This is a point that can get really difficult if we are not fully plugged in and a bit obsessive about following the trail!
The big problem is getting the right info together and knowing that we are following the correct trail as we have different builders and they use different methods on their drawings.
Big secret is that there IS no one specific way to do drawings and they often vary, even within a single industry! Winnebago does give us drawings for the part of the wiring they add to connect the propane furnace to the thermostat which is then connected to the air unit with heat pump!
But that can leave a big void when we need to find the info for the Suburban propane furnace, the thermostat from a different and yet another company builds the AC/ heat pump!
The picture BigB has posted above is a hint at what can become a major problem if we are not really careful! Take any one of those wires and then decide if it is going to be connected to the same color on the plug it meets if a different person plans and installs each group of wires?

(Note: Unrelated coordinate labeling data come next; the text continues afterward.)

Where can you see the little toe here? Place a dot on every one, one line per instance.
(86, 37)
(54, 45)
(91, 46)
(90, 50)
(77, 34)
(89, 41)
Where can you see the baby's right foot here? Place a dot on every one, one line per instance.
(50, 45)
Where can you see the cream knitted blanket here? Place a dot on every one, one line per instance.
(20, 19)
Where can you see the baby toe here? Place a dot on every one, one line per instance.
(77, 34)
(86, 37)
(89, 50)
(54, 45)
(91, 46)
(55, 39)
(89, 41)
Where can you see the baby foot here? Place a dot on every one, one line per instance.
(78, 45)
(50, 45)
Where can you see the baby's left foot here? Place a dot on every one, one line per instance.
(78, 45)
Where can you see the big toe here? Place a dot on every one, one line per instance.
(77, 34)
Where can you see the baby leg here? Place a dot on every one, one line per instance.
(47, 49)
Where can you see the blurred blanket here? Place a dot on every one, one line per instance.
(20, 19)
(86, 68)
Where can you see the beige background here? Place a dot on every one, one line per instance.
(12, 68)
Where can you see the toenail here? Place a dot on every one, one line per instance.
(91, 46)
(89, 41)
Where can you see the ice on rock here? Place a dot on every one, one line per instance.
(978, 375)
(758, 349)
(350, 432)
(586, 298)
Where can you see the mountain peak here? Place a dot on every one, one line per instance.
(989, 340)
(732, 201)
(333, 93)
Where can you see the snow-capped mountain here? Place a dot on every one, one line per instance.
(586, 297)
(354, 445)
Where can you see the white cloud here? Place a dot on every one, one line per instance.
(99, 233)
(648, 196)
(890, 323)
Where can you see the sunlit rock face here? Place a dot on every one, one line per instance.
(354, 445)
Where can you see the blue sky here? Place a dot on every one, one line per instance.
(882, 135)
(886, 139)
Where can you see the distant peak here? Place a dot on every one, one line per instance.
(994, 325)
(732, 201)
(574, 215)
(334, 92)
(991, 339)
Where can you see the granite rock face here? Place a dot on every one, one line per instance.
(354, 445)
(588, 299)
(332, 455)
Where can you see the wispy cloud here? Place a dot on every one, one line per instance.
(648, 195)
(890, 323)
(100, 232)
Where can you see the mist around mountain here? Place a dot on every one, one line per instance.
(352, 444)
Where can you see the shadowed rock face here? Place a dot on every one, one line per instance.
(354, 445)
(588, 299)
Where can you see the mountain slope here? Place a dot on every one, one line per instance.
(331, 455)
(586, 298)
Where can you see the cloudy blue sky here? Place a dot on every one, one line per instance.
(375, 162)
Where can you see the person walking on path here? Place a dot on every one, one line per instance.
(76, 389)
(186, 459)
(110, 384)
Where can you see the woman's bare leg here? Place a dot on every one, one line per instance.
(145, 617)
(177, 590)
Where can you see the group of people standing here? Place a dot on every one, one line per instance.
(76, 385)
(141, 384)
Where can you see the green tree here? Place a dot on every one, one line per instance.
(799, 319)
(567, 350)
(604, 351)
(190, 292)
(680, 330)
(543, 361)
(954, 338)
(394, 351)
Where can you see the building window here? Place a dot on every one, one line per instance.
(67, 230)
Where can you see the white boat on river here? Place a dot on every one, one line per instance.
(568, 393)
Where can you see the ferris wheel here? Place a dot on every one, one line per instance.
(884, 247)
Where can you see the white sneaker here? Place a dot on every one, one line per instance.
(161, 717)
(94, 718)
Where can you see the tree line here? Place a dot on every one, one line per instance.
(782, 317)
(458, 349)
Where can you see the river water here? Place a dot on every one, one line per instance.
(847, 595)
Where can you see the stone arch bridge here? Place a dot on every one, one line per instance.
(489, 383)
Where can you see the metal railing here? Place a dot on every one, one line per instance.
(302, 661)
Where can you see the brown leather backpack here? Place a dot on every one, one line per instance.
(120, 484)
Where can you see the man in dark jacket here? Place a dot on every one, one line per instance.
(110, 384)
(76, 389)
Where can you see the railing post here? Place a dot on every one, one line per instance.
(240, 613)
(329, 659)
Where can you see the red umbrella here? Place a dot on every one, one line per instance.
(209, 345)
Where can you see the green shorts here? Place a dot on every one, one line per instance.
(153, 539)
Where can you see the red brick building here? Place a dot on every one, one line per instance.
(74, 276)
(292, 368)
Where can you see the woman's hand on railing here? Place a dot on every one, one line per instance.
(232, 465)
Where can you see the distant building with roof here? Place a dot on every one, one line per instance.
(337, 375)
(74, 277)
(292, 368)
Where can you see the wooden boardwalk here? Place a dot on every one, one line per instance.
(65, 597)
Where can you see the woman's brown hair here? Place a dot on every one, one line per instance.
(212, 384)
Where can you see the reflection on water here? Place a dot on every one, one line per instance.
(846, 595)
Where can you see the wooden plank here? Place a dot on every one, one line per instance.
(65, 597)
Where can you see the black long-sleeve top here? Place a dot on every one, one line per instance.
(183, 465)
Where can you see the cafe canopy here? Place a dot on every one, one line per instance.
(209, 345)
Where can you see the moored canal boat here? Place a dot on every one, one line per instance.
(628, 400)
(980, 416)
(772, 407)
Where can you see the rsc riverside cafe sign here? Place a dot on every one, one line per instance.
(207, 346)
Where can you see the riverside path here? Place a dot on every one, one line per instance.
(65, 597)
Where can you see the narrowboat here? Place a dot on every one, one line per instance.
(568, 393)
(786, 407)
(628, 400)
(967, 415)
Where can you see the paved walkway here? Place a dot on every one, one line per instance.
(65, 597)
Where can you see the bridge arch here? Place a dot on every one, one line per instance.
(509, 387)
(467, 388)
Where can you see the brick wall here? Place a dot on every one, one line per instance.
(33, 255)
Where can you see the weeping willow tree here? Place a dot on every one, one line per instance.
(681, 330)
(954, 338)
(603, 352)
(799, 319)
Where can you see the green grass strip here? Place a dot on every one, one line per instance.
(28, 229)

Since we have the Winnebago drawings, I start there on looking how this is wired.
Click this snip to see what I mean.
We can find the furnace fuse and see it starts out on a 14 gauge yellow for 12VDC battery. That leads to the thermostat and furnace plugs and we can see the ground comes in on a 14 white to a plug for thermostat and another for the furnace.

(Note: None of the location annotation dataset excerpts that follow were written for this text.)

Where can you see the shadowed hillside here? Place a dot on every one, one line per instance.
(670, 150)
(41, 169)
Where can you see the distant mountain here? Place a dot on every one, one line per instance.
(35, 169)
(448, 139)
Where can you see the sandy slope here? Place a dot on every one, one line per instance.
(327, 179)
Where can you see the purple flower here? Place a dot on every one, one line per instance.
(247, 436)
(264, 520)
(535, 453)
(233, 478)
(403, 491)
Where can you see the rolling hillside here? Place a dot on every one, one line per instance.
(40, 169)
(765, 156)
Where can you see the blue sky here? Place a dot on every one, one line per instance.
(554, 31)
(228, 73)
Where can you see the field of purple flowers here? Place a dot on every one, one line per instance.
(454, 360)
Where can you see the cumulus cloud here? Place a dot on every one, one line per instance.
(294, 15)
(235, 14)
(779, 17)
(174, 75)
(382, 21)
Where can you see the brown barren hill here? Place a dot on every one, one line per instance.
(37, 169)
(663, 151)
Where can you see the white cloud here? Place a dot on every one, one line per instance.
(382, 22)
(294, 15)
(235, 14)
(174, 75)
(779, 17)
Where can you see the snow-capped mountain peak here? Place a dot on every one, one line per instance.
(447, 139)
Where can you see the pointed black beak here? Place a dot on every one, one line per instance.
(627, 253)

So what color wire did the folks who put the plug on each of those use?
We have to have the drawings they use OR we have to dig the plug out and look at what they did!
We can see if battery and ground get to the plug on the furnace and thermostat but we need to look more before we can say it comes back out where and when it is supposed to do it!
That is where I begin to favor working on the propane furnace first as power goes there, THEN to the thermostat before finally going to the air and heat pump.
If none of the three work, the furnace is where that power first comes from the fuse, so I would want to make sure it gets out of there to the thermostat to make that furnace run.
I would follow the path like this:
Fuse to furnace where we need the drawing for the furnace brand and model we have, then to thermostat (different drawing for it!) , back to furnace and finally back to ground.
If I can get the simple one to run, maybe it fixes the really hard one in back and I avoid beating my head on that bigger rock!